Autism and eating disorders
We have more and more research being conducted on the links between autism and eating disorders, with some research suggesting that 20% of those diagnosed with anorexia are autistic. The Maudsley Hospital - UK leaders in the treatment of eating disorders and creators of the Maudsley Treatment Model for eating disorders, found that 35% of the women they treated met the diagnostic criteria for autism. Why?
There are several reasons for the high proportion of autistic people suffering from eating disorders. Anxiety can be very high in autistic individuals (studies suggest anywhere up to 84% of people struggle with it) which is a huge contributing factor to an eating disorder. Not only is food used as a strategy for coping with the anxiety, stress or negative emotions being felt, but there can also be a lot of anxiety around the food itself (see below on ARFID).
Trauma is known to often be the root cause of an eating disorder, and autistic individuals are at serious risk of experiencing trauma due to increased potential for social isolation, lack of caregiver attunement and social/relational/peer rejection and harassment. The extended waiting time for a diagnosis increases these risks; many autistic individuals are not diagnosed until adulthood, meaning they can potentially spend their developmental years without the self-awareness, understanding and self-acceptance that is so important for building self-esteem.
Eating disorders and body dysmorphic disorder mean the sufferer will feel extremely preoccupied with their weight, appearance, or a particular body part. This can feel even more intense and overwhelming for an autistic person due to the differences in their cognitive processing of information. Similarly, they are more likely to experience alexithymia (difficulty in identifying and describing emotional states).
ARFID and autism
Avoidant/restrictive intake food disorder (ARFID) is an eating disorder that means the sufferer avoids certain foods which leads to restriction. This could be sensory-based avoidance, facing a distressing or traumatic experience with food or not being in tune with hunger cues meaning there is a lack of interest in eating.
ARFID is more common for autistic individuals because of their sensory processing differences, higher levels of anxiety, differences in reading/understanding body sensations, their need for structure or routine in a potentially unsafe/unstable world and a preference for repetition or sameness.
Treatment (and barriers)
Everyone will present differently, and it is therefore important that treatment can be tailored to the person’s specific needs. This means that the commonly used CBT and DBT approaches (although sometimes helpful in building coping strategies) for eating disorders may not adequately support the individual as they can be very formulaic.

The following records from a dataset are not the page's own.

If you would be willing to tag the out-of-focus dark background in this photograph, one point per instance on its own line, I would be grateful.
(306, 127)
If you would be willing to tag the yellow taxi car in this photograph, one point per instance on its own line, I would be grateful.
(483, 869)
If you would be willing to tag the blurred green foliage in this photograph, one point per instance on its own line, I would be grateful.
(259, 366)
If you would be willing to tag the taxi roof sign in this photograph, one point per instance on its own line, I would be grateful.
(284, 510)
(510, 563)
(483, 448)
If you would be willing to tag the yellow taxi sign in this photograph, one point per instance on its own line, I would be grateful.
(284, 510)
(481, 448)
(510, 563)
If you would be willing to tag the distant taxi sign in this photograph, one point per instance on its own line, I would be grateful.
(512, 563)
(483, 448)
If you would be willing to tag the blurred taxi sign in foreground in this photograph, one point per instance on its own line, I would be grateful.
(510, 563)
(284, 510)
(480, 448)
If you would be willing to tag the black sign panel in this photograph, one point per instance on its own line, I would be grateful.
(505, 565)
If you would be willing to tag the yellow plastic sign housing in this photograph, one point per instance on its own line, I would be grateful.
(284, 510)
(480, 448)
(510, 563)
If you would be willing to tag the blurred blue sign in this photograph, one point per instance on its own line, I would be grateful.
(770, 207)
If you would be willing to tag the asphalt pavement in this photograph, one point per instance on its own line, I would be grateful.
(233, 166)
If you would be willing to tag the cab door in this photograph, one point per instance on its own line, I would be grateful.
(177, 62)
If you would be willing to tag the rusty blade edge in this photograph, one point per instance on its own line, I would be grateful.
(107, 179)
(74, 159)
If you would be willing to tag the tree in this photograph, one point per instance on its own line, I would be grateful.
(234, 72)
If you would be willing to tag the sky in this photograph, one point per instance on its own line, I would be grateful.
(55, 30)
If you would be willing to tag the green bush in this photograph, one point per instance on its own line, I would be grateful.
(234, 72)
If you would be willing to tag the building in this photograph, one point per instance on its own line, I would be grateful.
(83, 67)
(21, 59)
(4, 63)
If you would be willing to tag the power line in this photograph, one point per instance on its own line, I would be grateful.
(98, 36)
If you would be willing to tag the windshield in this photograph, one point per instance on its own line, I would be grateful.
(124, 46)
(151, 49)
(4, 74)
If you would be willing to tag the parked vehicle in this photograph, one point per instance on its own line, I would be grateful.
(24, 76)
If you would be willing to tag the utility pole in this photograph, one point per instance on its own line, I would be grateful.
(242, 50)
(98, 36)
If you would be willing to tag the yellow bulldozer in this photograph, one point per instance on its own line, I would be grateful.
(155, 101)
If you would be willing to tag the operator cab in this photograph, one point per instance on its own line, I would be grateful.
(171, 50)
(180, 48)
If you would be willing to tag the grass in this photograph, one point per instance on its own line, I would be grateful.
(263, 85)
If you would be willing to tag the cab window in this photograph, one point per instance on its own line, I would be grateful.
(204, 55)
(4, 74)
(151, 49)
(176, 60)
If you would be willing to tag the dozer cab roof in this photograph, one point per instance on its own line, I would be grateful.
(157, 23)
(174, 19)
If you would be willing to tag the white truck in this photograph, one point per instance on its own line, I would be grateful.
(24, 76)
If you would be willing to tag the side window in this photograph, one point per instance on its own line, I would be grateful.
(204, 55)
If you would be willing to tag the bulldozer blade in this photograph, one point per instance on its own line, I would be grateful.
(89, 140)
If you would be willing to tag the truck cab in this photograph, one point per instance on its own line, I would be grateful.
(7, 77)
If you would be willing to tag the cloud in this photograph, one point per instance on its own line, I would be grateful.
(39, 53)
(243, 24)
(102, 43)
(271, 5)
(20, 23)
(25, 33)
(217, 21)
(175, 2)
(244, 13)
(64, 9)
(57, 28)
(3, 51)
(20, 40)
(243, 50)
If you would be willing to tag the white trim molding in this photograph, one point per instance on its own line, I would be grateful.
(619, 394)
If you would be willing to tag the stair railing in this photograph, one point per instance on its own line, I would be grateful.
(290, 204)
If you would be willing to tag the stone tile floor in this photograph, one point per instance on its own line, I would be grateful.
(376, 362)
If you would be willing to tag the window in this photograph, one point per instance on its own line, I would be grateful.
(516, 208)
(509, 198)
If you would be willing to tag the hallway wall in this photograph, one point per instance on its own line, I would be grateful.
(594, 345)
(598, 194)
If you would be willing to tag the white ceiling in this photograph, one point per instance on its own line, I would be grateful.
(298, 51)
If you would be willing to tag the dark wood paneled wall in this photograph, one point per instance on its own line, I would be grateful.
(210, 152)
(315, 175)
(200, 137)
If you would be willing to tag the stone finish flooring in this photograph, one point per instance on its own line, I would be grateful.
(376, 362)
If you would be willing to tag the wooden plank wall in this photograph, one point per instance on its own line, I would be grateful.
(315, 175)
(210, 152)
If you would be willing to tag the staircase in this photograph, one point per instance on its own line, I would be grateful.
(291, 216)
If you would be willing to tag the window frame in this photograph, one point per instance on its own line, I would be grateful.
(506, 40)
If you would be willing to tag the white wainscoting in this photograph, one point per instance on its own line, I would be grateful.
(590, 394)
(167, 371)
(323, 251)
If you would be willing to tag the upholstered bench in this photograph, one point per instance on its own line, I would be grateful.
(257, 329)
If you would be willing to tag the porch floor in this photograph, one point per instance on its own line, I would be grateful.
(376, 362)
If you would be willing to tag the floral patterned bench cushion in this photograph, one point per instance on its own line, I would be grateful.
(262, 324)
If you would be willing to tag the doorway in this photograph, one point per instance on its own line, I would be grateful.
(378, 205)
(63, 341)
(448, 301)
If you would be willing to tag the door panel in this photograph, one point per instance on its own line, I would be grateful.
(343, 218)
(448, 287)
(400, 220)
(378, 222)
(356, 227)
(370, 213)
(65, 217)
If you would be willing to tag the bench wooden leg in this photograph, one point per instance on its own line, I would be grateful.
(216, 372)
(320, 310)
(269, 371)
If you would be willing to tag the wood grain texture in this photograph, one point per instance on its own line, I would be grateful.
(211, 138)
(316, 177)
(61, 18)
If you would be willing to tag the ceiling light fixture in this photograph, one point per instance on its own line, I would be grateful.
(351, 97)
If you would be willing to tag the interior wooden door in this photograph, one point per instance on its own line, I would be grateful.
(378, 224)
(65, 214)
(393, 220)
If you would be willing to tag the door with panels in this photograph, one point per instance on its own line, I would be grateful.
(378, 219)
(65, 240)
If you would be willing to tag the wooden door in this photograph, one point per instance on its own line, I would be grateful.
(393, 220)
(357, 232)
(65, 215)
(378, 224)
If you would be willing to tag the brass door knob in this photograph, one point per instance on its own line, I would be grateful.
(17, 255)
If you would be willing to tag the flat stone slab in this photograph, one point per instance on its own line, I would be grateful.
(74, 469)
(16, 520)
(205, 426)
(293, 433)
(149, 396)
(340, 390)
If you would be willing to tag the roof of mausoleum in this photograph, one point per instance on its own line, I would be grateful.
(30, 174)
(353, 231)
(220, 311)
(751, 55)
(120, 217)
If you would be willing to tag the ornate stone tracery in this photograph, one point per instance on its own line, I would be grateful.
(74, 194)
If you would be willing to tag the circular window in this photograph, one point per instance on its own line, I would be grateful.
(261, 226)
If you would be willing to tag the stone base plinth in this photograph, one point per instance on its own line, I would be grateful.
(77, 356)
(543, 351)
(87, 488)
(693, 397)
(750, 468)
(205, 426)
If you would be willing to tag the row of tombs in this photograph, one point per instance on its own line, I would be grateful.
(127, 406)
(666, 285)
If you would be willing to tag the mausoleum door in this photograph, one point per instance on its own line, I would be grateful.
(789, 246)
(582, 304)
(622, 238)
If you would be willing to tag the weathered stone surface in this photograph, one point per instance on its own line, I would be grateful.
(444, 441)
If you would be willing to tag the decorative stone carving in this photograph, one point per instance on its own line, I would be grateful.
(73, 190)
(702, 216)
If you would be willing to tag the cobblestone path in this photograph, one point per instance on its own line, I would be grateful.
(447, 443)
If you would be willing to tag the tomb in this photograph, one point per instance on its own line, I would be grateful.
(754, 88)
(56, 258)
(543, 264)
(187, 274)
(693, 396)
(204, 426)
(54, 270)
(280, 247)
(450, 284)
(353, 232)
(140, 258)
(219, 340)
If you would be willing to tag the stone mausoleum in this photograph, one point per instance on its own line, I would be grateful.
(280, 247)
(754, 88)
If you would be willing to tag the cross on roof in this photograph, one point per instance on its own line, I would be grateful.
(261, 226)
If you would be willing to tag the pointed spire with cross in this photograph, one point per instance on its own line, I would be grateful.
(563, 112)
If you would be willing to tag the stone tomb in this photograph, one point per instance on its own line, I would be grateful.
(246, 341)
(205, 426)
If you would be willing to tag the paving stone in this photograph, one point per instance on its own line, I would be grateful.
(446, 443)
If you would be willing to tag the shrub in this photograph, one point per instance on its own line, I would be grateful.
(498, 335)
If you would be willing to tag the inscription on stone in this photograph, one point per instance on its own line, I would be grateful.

An integrated, person-centred approach is vital. It can take some autistic people longer to form trusting relationships, so shorter-term/solution-focused therapy is not as helpful.
Similarly, it is important that any treatment offers stability, routine and safety which makes going to treatment centres such as inpatient/outpatient units very challenging for someone with autism due to the change of environment and the sensory overload that comes with that (e.g., hospital settings, lighting, noises etc.). Therefore, a more holistic, relational approach to the therapy/nutritional therapy is needed.